Reputation: 45646
I have a file with format like :
[PATTERN]
line1
line2
line3
.
.
.
line
[PATTERN]
line1
line2
line3
.
.
.
line
[PATTERN]
line1
line2
line3
.
.
.
line
I want to extract the following blocks from above file :
[PATTERN]
line1
line2
line3
.
.
.
line
Note: Number of lines between 2 [PATTERN] may varies, so can't rely on number of lines.
Basically, I want to store each pattern and the lines following it to Database, so I wil have to iterate all such blocks in my file.
How do this with Shell Scripting ?
Upvotes: 0
Views: 3889
Reputation: 44331
This assumes you are using bash as your shell. For other shells, the actual solution can be different.
Assuming your data is in data
:
i=0 ; cat data | while read line ; do \
if [ "$line" == "[PATTERN]" ] ; then \
i=$(($i + 1)) ; touch file.$i ; continue ; \
fi ; echo "$line" >> file.$i ; \
done
Change [PATTERN]
by your actual separation pattern.
This will create files file.1
, file.2
, etc.
Edit: responding to request about an awk solution:
awk '/^\[PATTERN\]$/{close("file"f);f++;next}{print $0 > "file"f}' data
The idea is to open a new file each time the [PATTERN]
is found (skipping that line - next
command), and writing all successive lines to that file. If you need to include [PATTERN]

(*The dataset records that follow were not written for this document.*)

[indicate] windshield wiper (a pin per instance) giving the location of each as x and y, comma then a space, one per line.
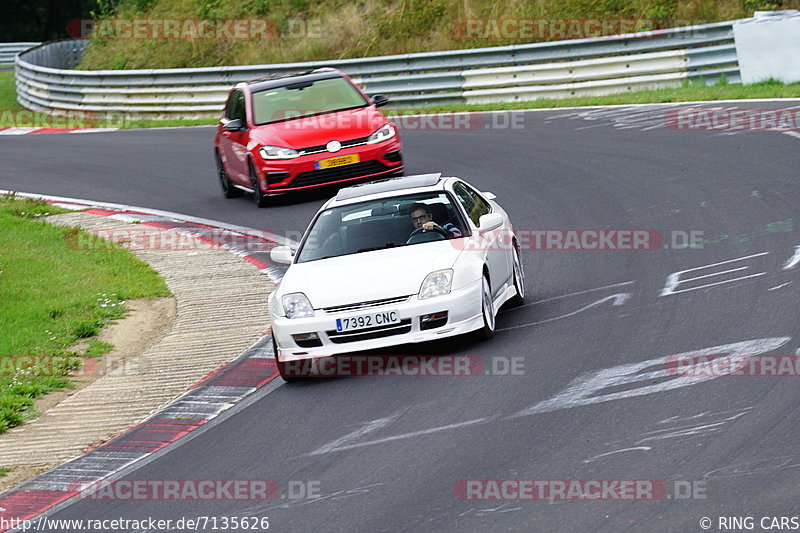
392, 244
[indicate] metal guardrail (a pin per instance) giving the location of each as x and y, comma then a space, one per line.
46, 81
8, 51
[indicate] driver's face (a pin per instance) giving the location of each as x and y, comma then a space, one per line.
419, 217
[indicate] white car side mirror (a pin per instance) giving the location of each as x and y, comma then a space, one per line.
282, 254
490, 221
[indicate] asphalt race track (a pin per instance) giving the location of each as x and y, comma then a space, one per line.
387, 453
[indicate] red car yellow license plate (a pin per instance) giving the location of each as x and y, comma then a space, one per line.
337, 161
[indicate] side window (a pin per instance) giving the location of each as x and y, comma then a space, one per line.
466, 200
235, 108
240, 107
483, 205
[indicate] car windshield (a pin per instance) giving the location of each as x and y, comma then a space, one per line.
304, 99
379, 224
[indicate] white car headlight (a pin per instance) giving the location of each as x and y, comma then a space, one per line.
436, 284
296, 305
384, 133
277, 152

in your generated files, delete the next
command.
Notice the escaping of the [
and ]
, which have special meaning for regular expressions. If your pattern does not contain those, you do not need the escaping. The ^
and $
are advisable, since they tie your pattern to the beginning and end of line, which you will usually need.
Upvotes: 1
Reputation: 3470
This can be for sure improved, but if you want to store lines in an array here is something I did in past:
#!/bin/bash
file=$1
gp_cnt=-1
i=-1
while read line
do
# Match pattern
if [[ "$line" == "[PATTERN]" ]]; then
let "gp_cnt +=1"
# If this is not the first match process group
if [[ $gp_cnt -gt 0 ]]; then
# Process the group
echo "Processing group #`expr $gp_cnt - 1`"
echo ${parsed[*]}
fi
# Start new group
echo "Pattern #$gp_cnt catched"
i=0
unset parsed
parsed[$i]="$line"
# Other lines (lines before first pattern are not processed)
elif [[ $gp_cnt != -1 ]]; then
let "i +=1"
parsed[$i]="$line"
fi
done < <(cat $file)
# Process last group
echo "Processing group #$gp_cnt"
echo ${parsed[*]}
I don't like the processing of the last group out of the loop...
Upvotes: 0